Blog post by Ben Kingsley

RBA Rate Decision – March 2018

At the March 2018 RBA board meeting, we saw the cash rate remain on hold at 1.5%.

No surprises there — we know that the rate has been widely tipped to stay on hold from most economists around the country. This is an interesting point because what Governor Lowe made mention in February was that he doesn’t see any strength in moving the cash rate for a good period of time. That’s giving business confidence, potentially, to further invest.

He’s also going to be pretty happy because house prices are starting to fall in some markets, so he’s confident now that they’ve got the balance right —so, being able to keep the cash rate lower for businesses to invest.

We’ve also seen that in terms of the business sentiment numbers.

Business confidence is really high — that’s supporting the story. Also, what’s supporting the story is unemployment numbers continues to fall, ticking down slightly. In addition to that, we’ve seen job ads start to also increase — generally speaking, in terms of the business environment, the economy is looking pretty good. And as we take a look at some of the equity results as well, they also support the story. With mid-year results coming through from some of our companies on the stock market — and we saw some positive numbers come through. A lot stronger numbers than negative numbers and that has actually kept confidence sitting pretty well. If we look at the business environment, it’s looking pretty good. In addition to that, we’ve also seen the RBA looking at their forecasts around GDP and inflation, forecasting a pickup, a good pickup in GDP and inflation into 2019 and beyond. So, they’re the good news stories.


The challenges at the moment are the consumer — so the household.

There’s a couple of challenges going on here. Firstly, wage growth. We’re not seeing any of this wages growth — I’m not seeing it flow through from business just yet. That’s obviously why we’ve potentially got this very, very soft inflation number. We need to see some of this wage growth flowing through. We’ve also seen, obviously, the cost-of-living going up, in terms of our medical costs and these types of things; our health insurance costs; our electricity costs. These are all going up, so households aren’t feeling the love, they’re not feeling as they were before. Obviously, with house prices moving down, this could also further impact their confidence around how to spend money going forward.

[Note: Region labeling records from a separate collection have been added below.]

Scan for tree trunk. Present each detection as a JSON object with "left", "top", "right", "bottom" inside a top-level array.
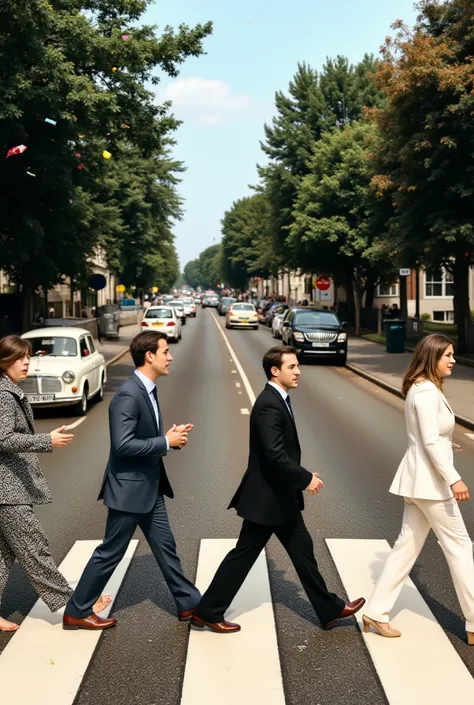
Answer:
[
  {"left": 353, "top": 267, "right": 362, "bottom": 335},
  {"left": 453, "top": 248, "right": 471, "bottom": 353},
  {"left": 364, "top": 272, "right": 378, "bottom": 309}
]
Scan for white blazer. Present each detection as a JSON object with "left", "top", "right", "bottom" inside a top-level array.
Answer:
[{"left": 390, "top": 380, "right": 461, "bottom": 500}]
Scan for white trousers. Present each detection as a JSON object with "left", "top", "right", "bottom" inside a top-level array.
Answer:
[{"left": 365, "top": 497, "right": 474, "bottom": 632}]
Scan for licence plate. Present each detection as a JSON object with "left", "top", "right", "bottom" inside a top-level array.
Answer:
[{"left": 26, "top": 394, "right": 55, "bottom": 404}]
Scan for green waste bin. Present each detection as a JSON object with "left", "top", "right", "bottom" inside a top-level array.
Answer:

On top of this, we’ve also got challenges around retail spending. Retail spending is definitely soft. We need to see a little bit more confidence in people getting out there and spending money. I think that is because there is talk about the level of household debt that we’re also currently carrying at the moment.

From that point of view, we’ve got a record level of household debt, consumer confidence is down and wage growth are also being sluggish — broadly across the economy — and these can affect the consumer.


They aren’t quite confident enough to get out there and do all the heavy lifting they need to do to see the economy move forward. That’s why the RBA has kept the cash rate on hold for now.

What’s also interesting about this is we saw recently APRA come out and talk about the speed limits they had, in regards to investment lending with property prices falling in some areas.

APRA has flagged that the use by date of this potential speed limit hurdle in the amount of investment lending that can happen is now looking to be removed. That’s obviously a big, important move from APRA to be able to get more confidence into the market — and get that balance right, where we had an overheated property market, and now we don’t have that overheated property market. That is why they’re starting to adjust those levers.